Художница Мари-Луиза Экман нарисовала на ядовито-зеленом заднике исполинское тело земли — с сосками стогов, животом полей и толстыми волосьями трав. Хореография откликается тем же буйством плоти, приравненном к понятию "естественной" жизни. Поза "зародыша", в которой появляется перед зрителями героиня,— знак ее принадлежности к природе и одновременно — жажда защиты и просьба о помощи. Этой неприкаянной, не желающей взрослеть Жизели так и суждено болтаться непонятой среди взрослых людей, разведенных хореографом на два лагеря с категоричностью какого-нибудь марксиста: город и деревня, интеллигенция и народ, инстинкты и интеллект, естество и искусственность (оппозиций, подчеркнутых лексикой и мизансценами, в спектакле более чем достаточно). Жизель — единственная, кто, веря в невозможное, пытается объединить несоединимое. А потому обречена, как и ее классический прототип.

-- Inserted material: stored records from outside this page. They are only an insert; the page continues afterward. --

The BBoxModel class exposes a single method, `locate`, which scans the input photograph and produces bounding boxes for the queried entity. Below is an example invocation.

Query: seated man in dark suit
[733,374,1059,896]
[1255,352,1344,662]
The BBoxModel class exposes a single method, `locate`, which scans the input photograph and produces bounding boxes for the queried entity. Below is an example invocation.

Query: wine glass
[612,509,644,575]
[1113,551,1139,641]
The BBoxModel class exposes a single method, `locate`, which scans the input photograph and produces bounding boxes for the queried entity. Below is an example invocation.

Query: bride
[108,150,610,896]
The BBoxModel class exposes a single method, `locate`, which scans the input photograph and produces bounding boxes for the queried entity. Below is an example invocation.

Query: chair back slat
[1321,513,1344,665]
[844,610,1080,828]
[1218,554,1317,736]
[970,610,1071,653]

В отсутствие гипнотической Жизели на первый план в спектакле выходит Альберт. С Жизелью он сворачивается зародышем, с Батильдой принимает аффектированные позы: нормальный человек, он предпочитает существовать в параллельных мирах.
Действие в сумасшедшем доме (на заднике — серая перспектива комнаты с плавающими в ней кусками человеческой плоти) распадается на череду фрагментов, каждый из которых — маленький шедевр. Поразительна пластика обитательниц психушки — неистовых полутрупов, жаждущих материнства. Прекрасен дуэт Жизели с Альбертом — в движениях тел Эку удалось передать воскрешение памяти.

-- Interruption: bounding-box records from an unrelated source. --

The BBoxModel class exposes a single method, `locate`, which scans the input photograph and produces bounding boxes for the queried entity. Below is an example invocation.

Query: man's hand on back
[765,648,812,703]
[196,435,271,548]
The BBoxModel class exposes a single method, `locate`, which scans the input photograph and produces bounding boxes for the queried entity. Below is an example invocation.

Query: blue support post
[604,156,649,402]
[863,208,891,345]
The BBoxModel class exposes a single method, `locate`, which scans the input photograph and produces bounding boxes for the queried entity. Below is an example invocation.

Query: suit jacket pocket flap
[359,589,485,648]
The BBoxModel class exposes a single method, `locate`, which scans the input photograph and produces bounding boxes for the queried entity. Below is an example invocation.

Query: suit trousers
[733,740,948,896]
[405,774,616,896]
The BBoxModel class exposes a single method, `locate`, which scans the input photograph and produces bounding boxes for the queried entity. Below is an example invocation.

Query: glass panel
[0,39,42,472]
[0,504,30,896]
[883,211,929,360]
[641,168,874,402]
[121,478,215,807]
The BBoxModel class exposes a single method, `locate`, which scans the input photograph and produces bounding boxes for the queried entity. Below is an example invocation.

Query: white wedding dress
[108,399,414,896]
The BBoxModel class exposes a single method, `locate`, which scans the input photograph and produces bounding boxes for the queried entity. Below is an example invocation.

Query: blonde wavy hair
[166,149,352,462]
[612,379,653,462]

Но все вместе так и не складывается в стройное целое. Возможно, оттого, что не придумана Мирта: медсестра, заменившая пациенткам весь мир и ведающая успокоительными таблетками, лишена собственного языка. Возможно, потому, что отпущен без наказания и покаяния Илларион — непосредственный виновник сумасшествия Жизели. А может быть, потому, что голый Альберт, сбежавший из психушки в ядовитую зелень рисованной природы, похоже, повторит судьбу своей безумной избранницы.
ТАТЬЯНА Ъ-КУЗНЕЦОВА
Спектакль можно увидеть сегодня вечером в Большом театре.